Less than a year later, last Thursday, Hasan went on a shooting spree at the Army base in Fort Hood in Texas, killing 13 and injuring 29.

Even if US authorities regarded Aulaqi’s responses to Hasan as “relatively innocuous,” Hoekstra told the LA Times, “I think the fact that you’re getting responses should have set off red flags, regardless of the content.”

Federal sources admitted that Hasan was so off their radar by that point that they hadn’t even been aware of his gun purchases in Texas in August.

Investigators say they were still operating on the theory that Hasan, 39, acted alone.

Aulaqi yesterday posted a hateful screed on his jihadi propaganda Web site titled “Nidal Hassan [sic] Did the Right Thing” and praised him as a “hero.”

Hasan attended the same Dar al-Hijrah mosque in Fall Church, Va., where Aulaqi was giving sermons in 2001, although it appears doubtful that the two men knew each other personally, sources said.

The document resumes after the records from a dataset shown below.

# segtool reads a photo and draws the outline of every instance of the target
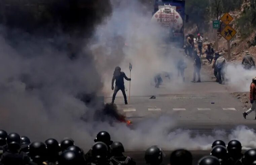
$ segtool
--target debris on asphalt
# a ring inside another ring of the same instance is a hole
[[[155,97],[155,96],[152,96],[150,98],[149,98],[149,99],[155,99],[156,98]]]

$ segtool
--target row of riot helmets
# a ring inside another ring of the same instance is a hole
[[[59,143],[53,139],[44,143],[31,143],[27,136],[17,133],[8,134],[0,130],[0,165],[136,165],[130,157],[124,155],[122,144],[113,142],[107,132],[102,131],[96,135],[95,143],[85,154],[83,150],[75,145],[73,140],[65,138]],[[232,140],[226,145],[221,140],[212,144],[210,155],[201,158],[199,165],[251,165],[256,164],[256,149],[251,149],[242,154],[242,145],[237,140]],[[146,164],[162,164],[164,152],[156,146],[146,151]],[[171,154],[171,165],[192,165],[191,153],[180,149]]]

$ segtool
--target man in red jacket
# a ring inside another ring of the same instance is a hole
[[[250,102],[252,107],[246,112],[243,113],[244,118],[246,118],[246,115],[253,111],[256,112],[256,77],[252,79],[252,82],[250,86]],[[256,120],[256,116],[255,117]]]

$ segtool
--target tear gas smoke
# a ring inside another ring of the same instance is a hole
[[[219,139],[237,139],[244,146],[256,147],[253,142],[254,131],[245,127],[237,127],[229,134],[218,130],[211,136],[195,135],[191,130],[174,130],[175,120],[166,116],[143,119],[133,129],[124,123],[95,120],[95,114],[100,114],[96,110],[102,108],[102,105],[86,106],[76,98],[78,93],[100,93],[103,89],[109,95],[107,87],[110,87],[113,69],[119,65],[127,74],[130,62],[136,70],[132,77],[133,94],[154,93],[150,81],[154,74],[173,71],[177,56],[180,55],[178,51],[167,51],[159,46],[162,43],[161,29],[150,24],[151,10],[142,8],[135,0],[116,2],[113,6],[112,15],[97,26],[89,44],[82,39],[78,40],[82,43],[74,41],[84,45],[79,49],[78,60],[70,60],[66,49],[58,46],[69,41],[70,36],[66,33],[49,41],[3,26],[1,129],[26,135],[32,141],[69,137],[85,150],[103,130],[109,131],[113,140],[123,143],[126,151],[144,150],[152,145],[168,150],[207,149]],[[96,24],[92,24],[95,27]],[[125,43],[127,46],[124,46]]]
[[[228,65],[226,73],[228,85],[234,92],[249,92],[252,79],[256,76],[255,70],[246,70],[242,65]]]

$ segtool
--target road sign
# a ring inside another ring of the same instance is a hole
[[[220,18],[221,21],[224,22],[225,24],[228,25],[234,18],[228,13],[225,13]]]
[[[220,28],[220,21],[214,20],[213,21],[213,29],[218,29]]]
[[[227,25],[220,33],[221,36],[227,41],[230,41],[236,34],[235,30],[229,25]]]

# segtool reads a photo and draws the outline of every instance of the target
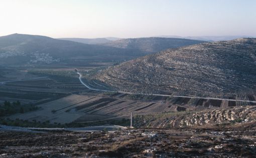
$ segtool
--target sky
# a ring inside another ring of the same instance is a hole
[[[255,0],[0,0],[0,36],[256,36]]]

But the mass killer’s family did attend Aulaqi’s service in April 2001 on the same day as two 9/11 hijackers, Nawaf al Hazmi and Hani Hanjour. Aulaqi was believed to have been a procurement agent for Osama bin Laden at the time.

Also yesterday:

* It emerged that Hasan warned Army doctors 18 months ago that to avoid “adverse events,” the military should allow Muslim soldiers to be released as conscientious objectors. It’s unclear whether anyone reported the briefing to counterintelligence or law-enforcement authorities, The Washington Post reported.

* It was learned that President Obama would have to sign the death warrant if Hasan is convicted and sentenced to execution. That’s what President George W. Bush did last year in another case; the defendant remains on death row.